Zwei Arten von Bedauern, eine Art von Hoffnung

Was bereust du? Diese Frage kann einige lebendige Erinnerungen auslösen. Ich denke nicht gern an sie. Ich zucke zusammen, als ich mich an Dinge erinnere, von denen ich wünschte, ich hätte sie nie getan - schreckliche, verletzende Worte, Vertraulichkeiten, die ich verraten habe, dunkle Begierden, denen ich mich hingegeben habe.

Wir sollen das Böse, das wir tun, bereuen (es tut uns leid). Aber nicht alles Bedauern ist göttlich.

Judas und Petrus haben beide in derselben Nacht schreckliche Sünden begangen. Judas führte die Wache zu Jesus nach Getsemani. Petrus verleugnete öffentlich Jesus im Hof. Beide waren Verrat. Beide Männer bedauerten, was sie getan hatten.

Petrus wurde vergeben und predigte zu Pfingsten und leitete die Kirche. Judas wurde nicht vergeben und beging am Ende Selbstmord.

Warum?

Was ist göttlicher Kummer?

Ein Hinweis liegt in der Natur des Bedauerns eines jeden Mannes.
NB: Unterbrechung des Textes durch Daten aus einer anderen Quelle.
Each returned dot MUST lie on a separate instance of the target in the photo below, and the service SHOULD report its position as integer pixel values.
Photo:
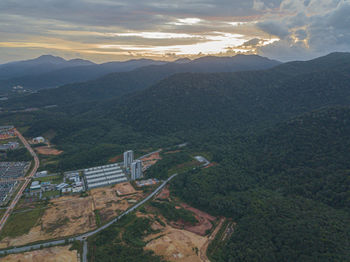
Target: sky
(115, 30)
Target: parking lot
(6, 188)
(13, 170)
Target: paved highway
(27, 180)
(84, 236)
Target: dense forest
(279, 138)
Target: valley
(274, 187)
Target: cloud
(303, 28)
(313, 29)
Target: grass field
(54, 179)
(20, 223)
(51, 193)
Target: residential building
(128, 158)
(136, 169)
(38, 140)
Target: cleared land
(175, 244)
(204, 221)
(52, 254)
(109, 204)
(69, 215)
(150, 160)
(179, 241)
(46, 150)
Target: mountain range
(277, 134)
(48, 71)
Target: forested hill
(117, 84)
(63, 76)
(234, 100)
(285, 182)
(287, 189)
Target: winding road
(84, 236)
(25, 184)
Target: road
(84, 258)
(203, 250)
(84, 236)
(25, 184)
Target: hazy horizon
(108, 30)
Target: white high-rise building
(136, 169)
(128, 158)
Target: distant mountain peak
(182, 60)
(48, 59)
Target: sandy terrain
(53, 254)
(203, 218)
(124, 189)
(116, 159)
(173, 152)
(109, 204)
(70, 215)
(65, 216)
(175, 244)
(211, 164)
(164, 194)
(150, 160)
(46, 150)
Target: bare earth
(53, 254)
(109, 204)
(150, 160)
(46, 150)
(176, 244)
(70, 215)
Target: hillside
(278, 139)
(37, 66)
(72, 74)
(234, 100)
(287, 189)
(118, 84)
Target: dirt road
(203, 250)
(27, 180)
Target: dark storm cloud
(317, 28)
(305, 28)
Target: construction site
(71, 215)
(177, 240)
(104, 175)
(10, 175)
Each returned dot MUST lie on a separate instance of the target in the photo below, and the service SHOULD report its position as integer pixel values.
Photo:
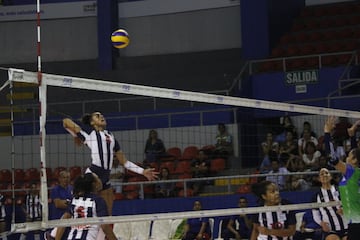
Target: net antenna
(19, 75)
(42, 121)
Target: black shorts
(353, 231)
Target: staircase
(24, 96)
(331, 30)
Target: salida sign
(302, 77)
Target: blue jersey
(88, 206)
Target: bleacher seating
(331, 28)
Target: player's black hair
(86, 119)
(84, 184)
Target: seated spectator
(300, 182)
(276, 168)
(164, 189)
(307, 127)
(117, 174)
(287, 126)
(267, 146)
(154, 148)
(224, 144)
(290, 144)
(311, 155)
(304, 139)
(200, 168)
(340, 134)
(309, 229)
(197, 228)
(239, 226)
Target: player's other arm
(328, 127)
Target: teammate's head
(353, 157)
(267, 192)
(95, 120)
(64, 178)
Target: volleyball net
(185, 120)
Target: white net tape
(25, 227)
(18, 75)
(98, 85)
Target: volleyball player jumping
(103, 146)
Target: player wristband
(133, 167)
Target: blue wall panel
(271, 86)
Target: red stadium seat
(190, 152)
(180, 185)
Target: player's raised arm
(73, 129)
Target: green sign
(302, 77)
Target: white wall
(183, 32)
(76, 38)
(61, 40)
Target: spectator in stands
(282, 179)
(224, 144)
(330, 219)
(300, 182)
(116, 175)
(197, 228)
(164, 189)
(340, 134)
(287, 126)
(290, 144)
(238, 226)
(200, 168)
(307, 127)
(268, 146)
(311, 155)
(154, 148)
(269, 225)
(304, 139)
(33, 209)
(309, 229)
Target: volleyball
(120, 38)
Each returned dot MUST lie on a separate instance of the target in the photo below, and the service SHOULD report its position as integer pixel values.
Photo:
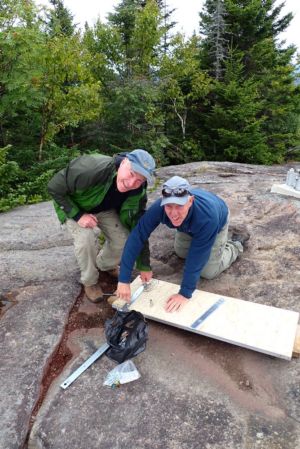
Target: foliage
(233, 94)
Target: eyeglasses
(179, 192)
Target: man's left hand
(123, 291)
(175, 303)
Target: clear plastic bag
(121, 374)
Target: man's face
(176, 213)
(127, 179)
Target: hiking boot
(114, 272)
(239, 234)
(93, 293)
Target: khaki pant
(87, 246)
(223, 253)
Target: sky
(186, 14)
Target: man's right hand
(123, 291)
(87, 221)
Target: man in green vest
(97, 193)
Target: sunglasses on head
(179, 192)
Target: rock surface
(193, 392)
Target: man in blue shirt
(201, 220)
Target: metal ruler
(85, 366)
(100, 351)
(207, 313)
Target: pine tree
(248, 30)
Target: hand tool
(203, 317)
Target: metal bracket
(101, 350)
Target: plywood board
(262, 328)
(283, 189)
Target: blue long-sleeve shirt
(206, 217)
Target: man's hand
(88, 221)
(123, 291)
(146, 276)
(175, 303)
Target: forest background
(229, 93)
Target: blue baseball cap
(175, 191)
(143, 163)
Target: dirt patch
(83, 316)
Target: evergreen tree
(248, 30)
(60, 20)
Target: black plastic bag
(126, 333)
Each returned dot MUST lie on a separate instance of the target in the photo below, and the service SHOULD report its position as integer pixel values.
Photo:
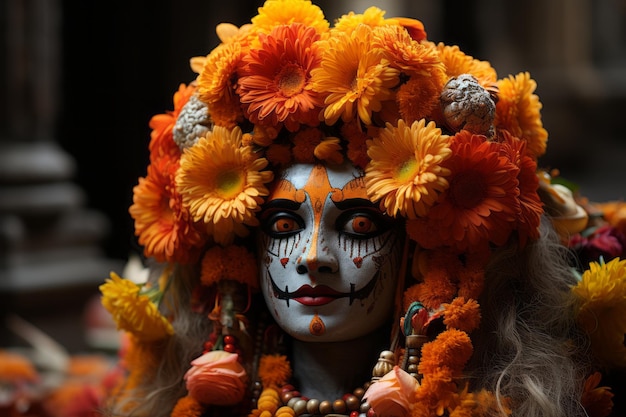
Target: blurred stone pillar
(50, 259)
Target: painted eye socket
(281, 225)
(361, 224)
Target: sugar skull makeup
(329, 257)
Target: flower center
(229, 184)
(407, 171)
(468, 189)
(291, 80)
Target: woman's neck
(328, 370)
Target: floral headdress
(443, 142)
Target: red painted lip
(315, 296)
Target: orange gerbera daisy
(457, 63)
(406, 173)
(217, 81)
(161, 138)
(531, 207)
(222, 183)
(354, 77)
(285, 12)
(481, 203)
(162, 224)
(274, 80)
(518, 110)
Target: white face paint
(329, 257)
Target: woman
(347, 221)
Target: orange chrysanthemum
(602, 310)
(162, 125)
(518, 110)
(531, 206)
(406, 172)
(222, 183)
(461, 314)
(274, 370)
(354, 77)
(450, 350)
(274, 80)
(457, 63)
(372, 16)
(217, 264)
(162, 224)
(285, 12)
(481, 203)
(217, 83)
(357, 143)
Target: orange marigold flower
(274, 80)
(406, 172)
(217, 265)
(354, 77)
(597, 401)
(531, 206)
(285, 12)
(461, 314)
(16, 368)
(414, 27)
(602, 310)
(222, 183)
(217, 83)
(274, 370)
(457, 63)
(187, 407)
(162, 224)
(518, 110)
(134, 311)
(450, 350)
(481, 203)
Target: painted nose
(323, 265)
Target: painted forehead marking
(318, 182)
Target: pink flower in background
(393, 394)
(217, 378)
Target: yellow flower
(602, 311)
(329, 150)
(222, 183)
(518, 110)
(354, 77)
(372, 16)
(405, 170)
(132, 311)
(285, 12)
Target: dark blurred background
(81, 80)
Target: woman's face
(329, 257)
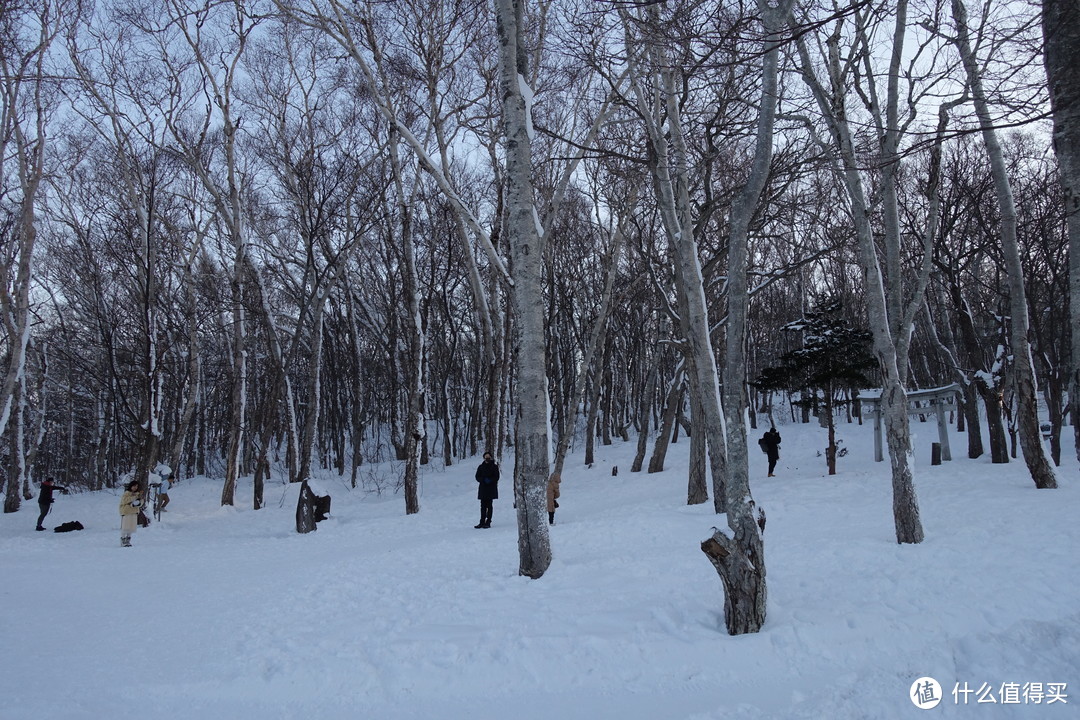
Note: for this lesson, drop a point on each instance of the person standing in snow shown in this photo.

Paulus hilft uns in 2. Korinther 7:10:

Denn göttlicher Kummer bringt eine Reue hervor, die ohne Bedauern zur Erlösung führt, während weltlicher Kummer den Tod hervorbringt.

Der Zusammenhang ist, dass die Korinther schwer gesündigt hatten und Paulus sie in einem früheren Brief (wahrscheinlich 1 Korinther) zurechtgewiesen hatte.

  • Die Zurechtweisung erzeugte „Trauer“ - eine Art Bedauern;
  • ihr trauriges Bedauern über ihre Sünde erzeugte Reue;
  • Buße bewirkte Vergebung und Beseitigung ihrer Schuld durch den sühnenden Tod Jesu;
  • Vergebung bewirkte Erlösung;
  • Erlösung bedeutete, dass sie nicht in Bedauern leben (oder sterben) mussten.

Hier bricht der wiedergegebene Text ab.